At any rate, my own three children started back last Monday, and my students will start on this coming Monday. My eldest is in 8th grade, my middle one is in 1st grade, and my baby started pre-K. The eldest is happy to be the big cheese in middle school. I asked her language arts teacher which books they might read (because I’m nosy), but she hasn’t definitely decided yet. My middle one’s teacher is on maternity leave, which is tough for transition, but there’s not much to be done, I suppose. My youngest is in a great special needs pre-K class — five students — with an amazing teacher who already has my undying gratitude and loyalty.
Which leads me to a question I wanted to ask you all. What does it for you with your own kids’ teacher(s)? What I mean is, as teachers yourselves, what do you look for or notice that makes the difference for you between a good teacher or a great one? Given what you know about teaching, what does your own child’s teacher have to do to make you sit up and take notice?
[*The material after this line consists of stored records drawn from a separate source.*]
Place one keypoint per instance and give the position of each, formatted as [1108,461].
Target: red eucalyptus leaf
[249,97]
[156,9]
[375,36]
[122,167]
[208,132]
I realize my son’s teacher (as a special ed teacher) simply has to go the extra mile because the nature of working with special needs students requires it. She has shared photos with us on Snapfish (I cannot link to her photos, nor would I if I could due to privacy concerns), created journals so we can share information back and forth, and responded promptly to e-mails, but more than that, she did little things to make me feel comfortable leaving my son in her hands. She gave him a picture of herself before school started so he could get used to her face. She gave me an exact copy of their schedule so I can see what he’s doing during the day. She is arranging parent night around all our schedules because we have kids in other schools (his school is not our “home” school because our home school cannot accommodate a special needs pre-K class). You just can’t imagine how scary it is to send a child like my son to school for the first time unless you’ve had to do it, and it’s been an amazing experience.
So what about you? What can a teacher do for your children that wows you? And what do you plan to do to wow the parents of your own students?